Quand on lit les pages c’est vraiment une évidence.

On ne peut plus imaginer la vie de Madeleine désormais autrement que dessinée par Dominique. C’est très fort.

Quand on lit les cahiers puis l’album, on se dit c’était elle, c’était lui.

Il y a de ça. On était tellement persuadé que cela devait être lui qu’on l’a attendu un an car Dominique était occupé. Quand on travaille avec Madeleine qui a 95 ans à l’époque, il fallait être sûr.

Autre point, c’est non seulement l’époque de la guerre est une thématique qui vous importe à travers d’autres albums mais c’est aussi un rôle important de nos jours où faire acte de mémoire est vital ?

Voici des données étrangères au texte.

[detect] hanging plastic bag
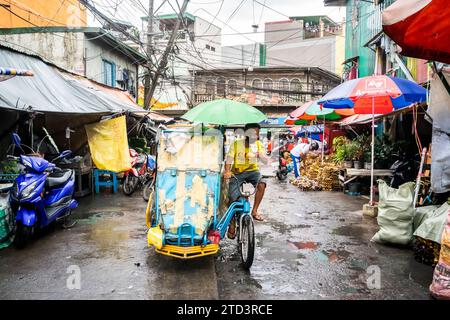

Tout à fait et c’est ce que Madeleine veut faire, parler aux gens d’aujourd’hui et c’est pour cela qu’elle a accepté de faire de la BD. Au début elle a refusé et puis elle s’est rendu compte de l’importance de la BD pour le public.

La transmission de la mémoire car ce sont des générations qui ne savent plus.

Oui mais maintenant avec Irena et Simone je fais des interventions dans des classes de CM2 à la Terminale. Une semaine à Caen dernièrement et ils sont très intéressés. Tous les âges.

Ces repères sont plus accessibles par eux que par les 30-40 ans ?

Oui parce qu’on ne les a pas non plus submergé d’infos avec cette période, guerre, occupation, résistance, Shoah. Malgré tout ils voient beaucoup d’images éparses. Quand je vais les rencontrer ils en parlent et on relie les choses ensemble.

Il y a aussi l’émotion car ce sont des destins tragiques. Des gamins confrontés au pire en le pressentant parfois ou pas.

Dans Irena, BD un peu à part, les parents dans le ghetto savent que leur vie est finie. Les gamins s’ y habituent comme à une vie normale. C’est peut-être pire pour ceux qui vont survivre. Que va donner cette éducation dans le ghetto plus tard ?

Comment les élèves réagissent ?

Dans les collèges et lycées les profs les ont fait travailler le sujet. Donc c’est génial. On va bien sûr continuer Madeleine mais c’est vrai que je suis parti souvent sur ce thème.

Par sensibilité, ressenti ?

Aussi car c’est fort. Cela touche les gens mais je ne veux pas faire de choses trop Wikipédia, factuelles sur ces sujets. C’est un peu bizarre ce que je vais dire mais il manque de la hauteur, un point de vue dans pas mal d’albums. Pas toujours parce qu’il y a des bouquins formidables mais nous on essaye d’y mettre de l’empathie et la transmettre. Ça passe par des artifices de narration que l’on tente. Dans Simone je la fais discuter virtuellement avec sa dénonciatrice. On fait des trucs un peu audacieux de narration.

On revient dans cet album sur Barbie, son rôle à la Gestapo de Lyon, le procès filmé. On se dit que là aussi il y a des traces matérielles pour l’Histoire.

Plus que ça parce que tout se passe à Lyon où combien de jeunes Lyonnais se baladent dans la ville sans savoir ce qui est arrivé. Le jour où ils l’auront lui l’album ils se souviendront qu’ils sont passés sur des lieux tragiques, la résistance, les fusillés, les bombardements. C’est bien de replonger cette BD dans le quotidien et moi-même il y a des noms qui ne me disent rien, des stations de métro comme Jacques Bonsergent. Quand je passe devant les plaques sur les murs j’ai envie de rendre la ville sensible, que les gens soient touchés. C’est un peu mon but.

Combien de tomes pour Madeleine ?

Sept. On était parti sur trois, la guerre et la libération de Paris. On voulait continuer. Madeleine ensuite rencontre Eluard qui tombe amoureux d’elle, elle rencontre Picasso, Hô Chi Minh, elle part en Indochine comme reporter de guerre, en Algérie, elle est gravement blessée par l’OAS dans un attentat. Elle en souffre toujours. Ensuite c’est la guerre du Vietnam. Pour le nombre d’albums, il fallait voir comment allait marcher le tome 1. On a vu et donc Dupuis a dit banco. Madeleine a demandé au directeur de Dupuis que les contrats soient faits de suite. (Rires) Qu’elle n’était plus toute jeune. Une sacré femme, très forte. Le tome 3 très important sortira en août 2024 (Madeleine aura 100 ans) pour le 80e anniversaire de la Libération de Paris. Madeleine a été très importante pour les Français qui s’en souviennent toujours, de ses articles de journaliste brillante et objective. Côté projet entre autres je suis en train d’écrire les 75 ans de l’agence Magnum.